With all the appropriate allowances for recency bias, the past eight years really do feel like a kind of golden age. What the Lionel Messi/Cristiano Ronaldo duopoly was to La Liga in the 2010s, Guardiola and Klopp have been to the Premier League: excellence begetting excellence, a shining exemplar that cast everything around it into a kind of irrelevance.

For any coach worth their corn, the Premier League became the place where you needed to prove yourself. Great coaches – Carlo Ancelotti at Everton, Manuel Pellegrini at West Ham, Mourinho and Conte at Tottenham – took jobs beneath their standing in a desperate attempt to cling on to this world, to be where life was. Will this still be the case in five years, after Guardiola goes, after Liverpool have rebuilt, after the court cases and the realignments?

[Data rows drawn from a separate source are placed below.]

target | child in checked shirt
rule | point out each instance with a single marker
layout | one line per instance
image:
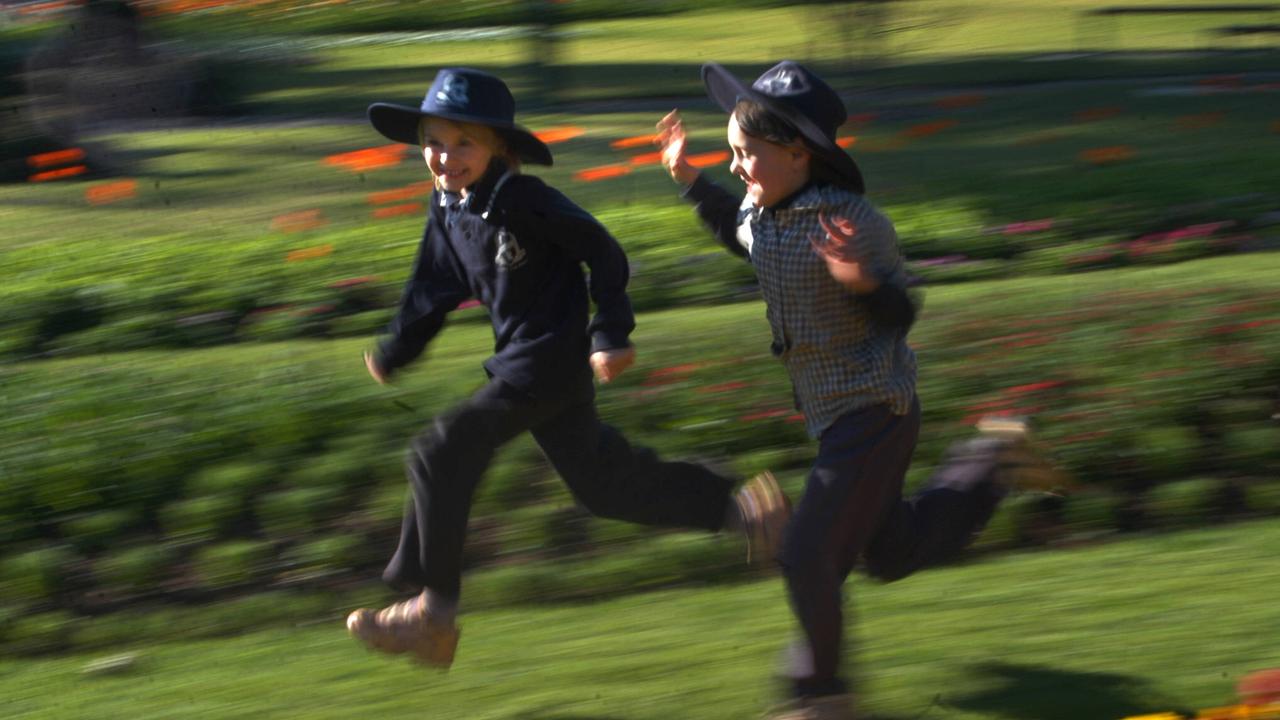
(519, 246)
(835, 290)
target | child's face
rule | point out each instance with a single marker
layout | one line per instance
(772, 172)
(457, 153)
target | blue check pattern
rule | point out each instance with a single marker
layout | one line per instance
(839, 361)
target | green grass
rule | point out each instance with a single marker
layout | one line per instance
(1016, 155)
(1128, 628)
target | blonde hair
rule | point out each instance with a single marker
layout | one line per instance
(485, 135)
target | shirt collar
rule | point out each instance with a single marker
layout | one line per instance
(480, 191)
(790, 201)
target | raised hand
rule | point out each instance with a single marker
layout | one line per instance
(671, 139)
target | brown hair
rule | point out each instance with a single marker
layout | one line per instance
(758, 121)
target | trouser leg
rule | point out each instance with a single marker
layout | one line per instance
(618, 481)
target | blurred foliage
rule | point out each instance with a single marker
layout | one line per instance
(132, 470)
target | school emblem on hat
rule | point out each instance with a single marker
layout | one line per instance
(511, 255)
(453, 91)
(781, 81)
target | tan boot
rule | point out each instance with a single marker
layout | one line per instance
(406, 628)
(766, 511)
(826, 707)
(1022, 465)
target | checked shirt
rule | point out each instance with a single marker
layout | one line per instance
(837, 359)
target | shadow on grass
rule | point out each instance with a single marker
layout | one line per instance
(1032, 692)
(560, 716)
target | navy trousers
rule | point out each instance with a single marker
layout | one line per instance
(606, 474)
(853, 509)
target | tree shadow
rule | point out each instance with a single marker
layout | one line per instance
(1031, 692)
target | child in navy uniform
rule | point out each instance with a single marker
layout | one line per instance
(835, 290)
(517, 246)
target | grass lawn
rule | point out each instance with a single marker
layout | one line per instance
(1142, 625)
(1009, 156)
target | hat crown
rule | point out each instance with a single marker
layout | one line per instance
(470, 94)
(808, 94)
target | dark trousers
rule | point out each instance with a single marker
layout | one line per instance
(606, 474)
(853, 509)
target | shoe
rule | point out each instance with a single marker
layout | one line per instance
(1020, 464)
(406, 628)
(823, 707)
(766, 511)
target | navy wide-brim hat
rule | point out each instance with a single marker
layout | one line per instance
(801, 98)
(464, 95)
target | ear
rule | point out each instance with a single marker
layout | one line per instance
(800, 156)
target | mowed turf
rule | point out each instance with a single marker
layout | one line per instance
(1133, 627)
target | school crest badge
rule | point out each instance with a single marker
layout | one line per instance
(511, 255)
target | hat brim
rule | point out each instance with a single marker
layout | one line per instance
(400, 123)
(726, 90)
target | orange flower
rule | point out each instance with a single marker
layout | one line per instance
(309, 253)
(297, 222)
(396, 210)
(926, 130)
(406, 192)
(56, 158)
(647, 159)
(1105, 155)
(602, 172)
(551, 136)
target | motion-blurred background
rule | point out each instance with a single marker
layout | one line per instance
(200, 233)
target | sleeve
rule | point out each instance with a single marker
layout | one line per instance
(718, 209)
(433, 290)
(876, 245)
(585, 240)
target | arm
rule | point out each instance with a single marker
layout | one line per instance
(718, 210)
(585, 240)
(433, 290)
(863, 259)
(716, 206)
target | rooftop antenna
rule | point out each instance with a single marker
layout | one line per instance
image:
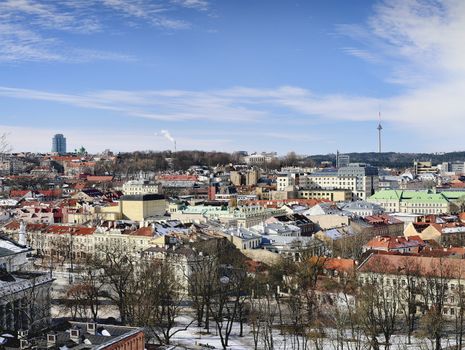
(379, 132)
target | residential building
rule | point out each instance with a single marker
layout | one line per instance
(342, 160)
(140, 187)
(24, 295)
(399, 244)
(420, 167)
(362, 208)
(397, 273)
(416, 202)
(80, 335)
(333, 195)
(143, 207)
(59, 144)
(361, 179)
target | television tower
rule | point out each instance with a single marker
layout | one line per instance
(379, 132)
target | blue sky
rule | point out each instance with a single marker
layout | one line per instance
(304, 76)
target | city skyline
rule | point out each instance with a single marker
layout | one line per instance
(278, 76)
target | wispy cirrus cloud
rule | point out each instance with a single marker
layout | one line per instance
(35, 30)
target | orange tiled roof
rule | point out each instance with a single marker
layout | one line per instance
(143, 231)
(339, 264)
(74, 230)
(423, 266)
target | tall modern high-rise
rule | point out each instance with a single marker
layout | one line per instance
(59, 144)
(379, 132)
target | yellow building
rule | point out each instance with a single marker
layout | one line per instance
(142, 207)
(426, 231)
(335, 195)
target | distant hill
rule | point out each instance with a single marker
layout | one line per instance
(393, 159)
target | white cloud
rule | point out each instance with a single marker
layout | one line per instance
(30, 29)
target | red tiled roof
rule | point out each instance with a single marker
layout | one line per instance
(424, 266)
(14, 226)
(178, 178)
(74, 230)
(275, 203)
(95, 178)
(143, 231)
(390, 243)
(338, 264)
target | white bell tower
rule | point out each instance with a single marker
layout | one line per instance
(22, 234)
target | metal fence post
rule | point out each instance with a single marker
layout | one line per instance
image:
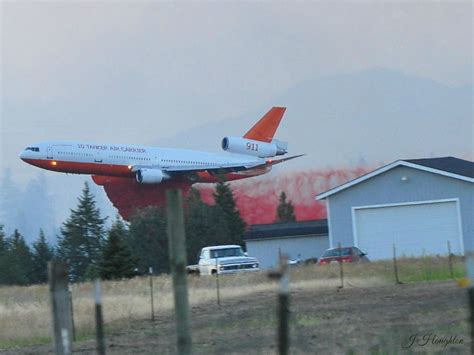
(60, 307)
(341, 271)
(177, 252)
(217, 282)
(99, 322)
(150, 270)
(450, 260)
(395, 266)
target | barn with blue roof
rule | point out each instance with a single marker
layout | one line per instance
(418, 205)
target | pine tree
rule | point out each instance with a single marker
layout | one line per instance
(205, 225)
(3, 241)
(81, 239)
(285, 210)
(42, 254)
(148, 239)
(224, 199)
(117, 260)
(19, 261)
(4, 259)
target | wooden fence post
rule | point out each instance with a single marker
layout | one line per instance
(283, 308)
(177, 252)
(99, 321)
(72, 315)
(470, 292)
(60, 307)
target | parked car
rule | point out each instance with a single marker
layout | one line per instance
(343, 254)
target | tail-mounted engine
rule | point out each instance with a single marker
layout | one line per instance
(260, 149)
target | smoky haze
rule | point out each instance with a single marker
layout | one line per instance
(364, 83)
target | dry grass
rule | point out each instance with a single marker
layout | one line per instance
(25, 313)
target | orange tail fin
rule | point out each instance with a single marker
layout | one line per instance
(265, 129)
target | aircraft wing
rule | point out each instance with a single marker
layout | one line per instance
(222, 168)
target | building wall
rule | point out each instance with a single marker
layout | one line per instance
(388, 188)
(267, 250)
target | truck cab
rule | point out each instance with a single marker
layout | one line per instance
(225, 259)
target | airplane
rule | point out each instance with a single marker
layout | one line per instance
(145, 172)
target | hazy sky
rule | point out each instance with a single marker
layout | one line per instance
(161, 72)
(138, 72)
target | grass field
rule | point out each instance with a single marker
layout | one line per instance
(25, 313)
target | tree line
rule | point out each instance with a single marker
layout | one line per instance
(129, 249)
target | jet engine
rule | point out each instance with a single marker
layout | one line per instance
(260, 149)
(151, 176)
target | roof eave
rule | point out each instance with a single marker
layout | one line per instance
(385, 168)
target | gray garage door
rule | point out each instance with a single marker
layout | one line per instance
(416, 229)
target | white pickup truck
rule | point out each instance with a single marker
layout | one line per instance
(223, 259)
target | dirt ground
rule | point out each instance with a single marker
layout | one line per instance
(378, 319)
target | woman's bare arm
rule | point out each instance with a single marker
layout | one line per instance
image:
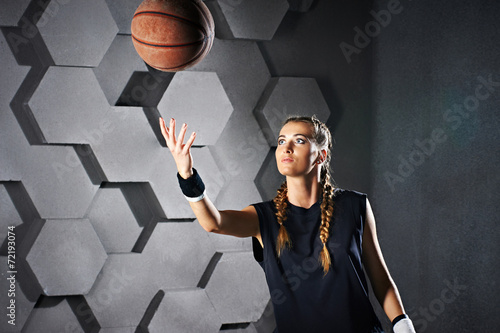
(383, 286)
(244, 223)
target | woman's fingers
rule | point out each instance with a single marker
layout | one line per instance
(182, 134)
(189, 143)
(172, 131)
(164, 130)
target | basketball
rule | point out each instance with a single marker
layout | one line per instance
(172, 35)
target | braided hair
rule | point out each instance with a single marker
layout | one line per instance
(323, 138)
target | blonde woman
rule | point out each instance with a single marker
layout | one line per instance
(314, 241)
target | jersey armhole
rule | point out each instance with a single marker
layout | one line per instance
(258, 250)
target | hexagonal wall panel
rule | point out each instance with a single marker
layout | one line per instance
(77, 32)
(66, 257)
(185, 311)
(12, 11)
(126, 146)
(238, 298)
(233, 60)
(113, 221)
(122, 12)
(117, 67)
(286, 96)
(53, 315)
(23, 305)
(175, 256)
(45, 169)
(68, 105)
(198, 99)
(241, 147)
(301, 6)
(247, 19)
(8, 214)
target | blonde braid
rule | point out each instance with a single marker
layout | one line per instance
(280, 203)
(326, 217)
(322, 136)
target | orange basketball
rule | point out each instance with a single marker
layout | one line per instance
(172, 35)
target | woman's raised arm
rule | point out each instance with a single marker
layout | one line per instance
(244, 223)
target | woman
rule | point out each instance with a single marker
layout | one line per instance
(314, 241)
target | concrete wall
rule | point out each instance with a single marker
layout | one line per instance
(105, 241)
(435, 160)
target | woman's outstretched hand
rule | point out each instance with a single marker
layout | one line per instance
(180, 151)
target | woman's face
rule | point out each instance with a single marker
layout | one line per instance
(296, 152)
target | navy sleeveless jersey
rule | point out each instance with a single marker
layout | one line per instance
(304, 299)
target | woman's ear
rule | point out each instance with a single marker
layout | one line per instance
(322, 155)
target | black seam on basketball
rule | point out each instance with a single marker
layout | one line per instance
(205, 32)
(187, 62)
(182, 19)
(169, 45)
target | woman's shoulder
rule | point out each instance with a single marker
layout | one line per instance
(264, 206)
(341, 193)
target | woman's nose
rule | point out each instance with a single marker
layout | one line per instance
(287, 148)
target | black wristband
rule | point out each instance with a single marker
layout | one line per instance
(192, 187)
(398, 318)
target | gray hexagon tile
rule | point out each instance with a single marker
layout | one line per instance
(164, 182)
(128, 282)
(247, 19)
(183, 311)
(8, 214)
(68, 105)
(45, 169)
(78, 33)
(119, 63)
(241, 148)
(243, 84)
(53, 315)
(12, 11)
(113, 221)
(198, 99)
(122, 291)
(286, 96)
(122, 12)
(187, 241)
(300, 6)
(126, 146)
(127, 329)
(235, 195)
(238, 298)
(12, 74)
(66, 257)
(23, 306)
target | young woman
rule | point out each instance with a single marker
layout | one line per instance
(313, 241)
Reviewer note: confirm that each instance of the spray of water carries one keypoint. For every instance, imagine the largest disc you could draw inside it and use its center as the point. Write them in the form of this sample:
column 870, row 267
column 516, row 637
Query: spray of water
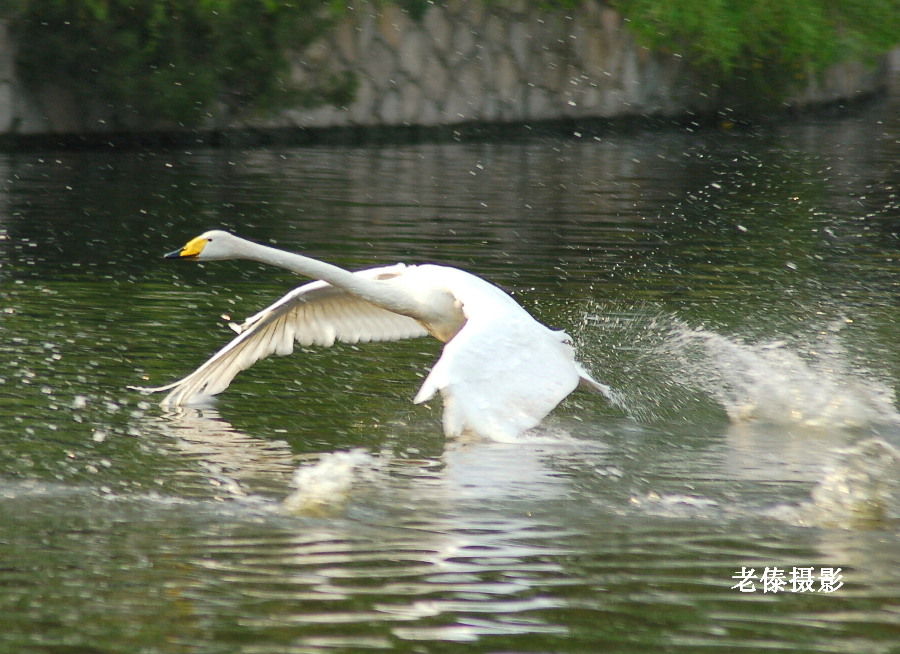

Guardiola stays, for now, but he, too, is nearer the end than the beginning. Perhaps these two will meet again, either in the FA Cup or in some other league, or perhaps even in international football one day. But to all intents, once the final whistle blows on Sunday afternoon, all this will pass into memory. The curtain is coming down, and not just on a coach, or a rivalry, but what feels like a whole era of English football.